First detected by NASA on June 1, the storm ballooned to more than 18 million square kms and included the Opportunity's current location at Perseverance Valley in the Red Planet by June 8.
The swirling dust has raised the atmospheric opacity, or "tau", -- the veil of dust blowing around, which can blot out sunlight -- in the valley in the past few days.
As the rover uses solar panels to provide power and to recharge its batteries, the rover was required to shift to minimal operations.
The storm's atmospheric opacity is now much worse than a 2007 storm that Opportunity weathered. The previous storm had an opacity level, or tau, somewhere above 5.5; this new storm had an estimated tau of 10.8 as of morning on June 10.
Despite the worsening dust storm, Opportunity also sent a transmission to NASA engineers on the same day, the report said.
Data from the transmission let engineers know the rover still has enough battery charge to communicate with ground controllers at NASA's Jet Propulsion Laboratory in Pasadena, California.
However, still science operations remain suspended, the report said.

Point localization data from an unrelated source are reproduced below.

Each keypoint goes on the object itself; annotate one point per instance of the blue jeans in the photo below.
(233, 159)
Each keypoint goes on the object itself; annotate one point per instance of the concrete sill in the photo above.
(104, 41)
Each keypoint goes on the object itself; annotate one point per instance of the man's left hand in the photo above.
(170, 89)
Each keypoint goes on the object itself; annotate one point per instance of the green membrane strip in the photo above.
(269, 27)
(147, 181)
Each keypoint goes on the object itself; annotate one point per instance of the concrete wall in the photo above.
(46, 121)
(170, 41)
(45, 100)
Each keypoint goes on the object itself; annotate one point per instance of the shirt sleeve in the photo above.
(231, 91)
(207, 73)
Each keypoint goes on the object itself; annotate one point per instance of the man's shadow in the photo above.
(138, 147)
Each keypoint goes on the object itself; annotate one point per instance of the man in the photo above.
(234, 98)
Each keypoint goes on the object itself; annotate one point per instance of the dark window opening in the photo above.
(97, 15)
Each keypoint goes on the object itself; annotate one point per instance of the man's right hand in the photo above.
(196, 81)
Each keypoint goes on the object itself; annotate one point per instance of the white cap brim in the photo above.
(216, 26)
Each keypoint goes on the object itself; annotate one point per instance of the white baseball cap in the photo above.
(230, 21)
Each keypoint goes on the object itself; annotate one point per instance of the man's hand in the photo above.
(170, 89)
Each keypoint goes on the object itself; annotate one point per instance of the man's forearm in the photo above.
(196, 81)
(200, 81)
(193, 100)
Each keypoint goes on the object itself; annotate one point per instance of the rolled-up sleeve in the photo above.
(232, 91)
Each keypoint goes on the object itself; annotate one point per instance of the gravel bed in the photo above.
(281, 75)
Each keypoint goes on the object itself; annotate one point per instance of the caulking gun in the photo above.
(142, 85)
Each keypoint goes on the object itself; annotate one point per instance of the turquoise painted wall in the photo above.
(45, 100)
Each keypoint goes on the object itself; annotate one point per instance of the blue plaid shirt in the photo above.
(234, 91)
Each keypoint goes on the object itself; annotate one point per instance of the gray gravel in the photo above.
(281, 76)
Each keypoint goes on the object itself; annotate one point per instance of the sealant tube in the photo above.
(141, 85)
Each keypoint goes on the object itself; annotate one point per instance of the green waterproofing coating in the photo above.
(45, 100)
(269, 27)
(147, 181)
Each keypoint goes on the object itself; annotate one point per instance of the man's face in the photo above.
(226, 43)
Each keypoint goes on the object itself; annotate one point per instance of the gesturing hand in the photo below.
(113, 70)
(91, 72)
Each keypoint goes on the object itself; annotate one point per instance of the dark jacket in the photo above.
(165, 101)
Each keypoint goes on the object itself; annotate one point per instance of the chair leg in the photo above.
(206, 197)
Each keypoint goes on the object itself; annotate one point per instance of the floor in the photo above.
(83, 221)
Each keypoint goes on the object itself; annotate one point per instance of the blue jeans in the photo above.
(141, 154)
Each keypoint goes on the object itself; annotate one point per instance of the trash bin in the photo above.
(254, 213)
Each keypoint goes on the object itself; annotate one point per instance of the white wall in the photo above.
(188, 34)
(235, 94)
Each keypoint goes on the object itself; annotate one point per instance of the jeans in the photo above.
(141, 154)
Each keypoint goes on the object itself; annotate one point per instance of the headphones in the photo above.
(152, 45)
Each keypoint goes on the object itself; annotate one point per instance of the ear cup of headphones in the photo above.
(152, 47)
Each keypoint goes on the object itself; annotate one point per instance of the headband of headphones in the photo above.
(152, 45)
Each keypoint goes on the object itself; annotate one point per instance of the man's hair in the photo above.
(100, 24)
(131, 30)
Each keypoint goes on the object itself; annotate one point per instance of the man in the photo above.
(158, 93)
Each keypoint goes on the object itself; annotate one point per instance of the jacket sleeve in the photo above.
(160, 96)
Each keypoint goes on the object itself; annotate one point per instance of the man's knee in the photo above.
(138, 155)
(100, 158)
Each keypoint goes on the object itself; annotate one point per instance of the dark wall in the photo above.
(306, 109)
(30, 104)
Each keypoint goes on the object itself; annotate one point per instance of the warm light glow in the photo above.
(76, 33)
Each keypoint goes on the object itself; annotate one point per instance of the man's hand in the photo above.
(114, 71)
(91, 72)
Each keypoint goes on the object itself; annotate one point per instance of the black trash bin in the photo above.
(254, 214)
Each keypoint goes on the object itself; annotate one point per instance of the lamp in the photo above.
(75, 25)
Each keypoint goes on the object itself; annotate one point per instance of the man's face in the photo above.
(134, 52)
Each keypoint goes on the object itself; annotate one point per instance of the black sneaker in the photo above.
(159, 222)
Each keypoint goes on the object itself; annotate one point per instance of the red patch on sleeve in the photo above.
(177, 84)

Opportunity's team has also requested additional communications coverage from NASA's Deep Space Network -- a global system of antennas that talks to all the agency's deep space probes.
The latest data transmission showed the rover's temperature to be about minus 20 degrees Fahrenheit (minus 29 degrees Celsius).
Engineers will monitor the rover's power levels closely in the week to come. The rover needs to balance low levels of charge in its battery with sub-freezing temperatures.
Its heaters are vitally important to keeping it alive, but also draw more power from the battery. Likewise, performing certain actions draws on battery power, but can actually expel energy and raise the rover's temperature.
The rover has proved hardier than expected by lasting nearly 15 years, despite being designed for a 90-day mission.
Full dust storms though one are not surprising, but are infrequent. They can crop up suddenly but last weeks, even months.
During southern summer, sunlight warms dust particles, lifting them higher into the atmosphere and creating more wind.
Mars Reconnaissance Orbiter and two other NASA spacecraft orbiting the Red Planet --Odyssey and MAVEN -- routinely support rovers on the ground.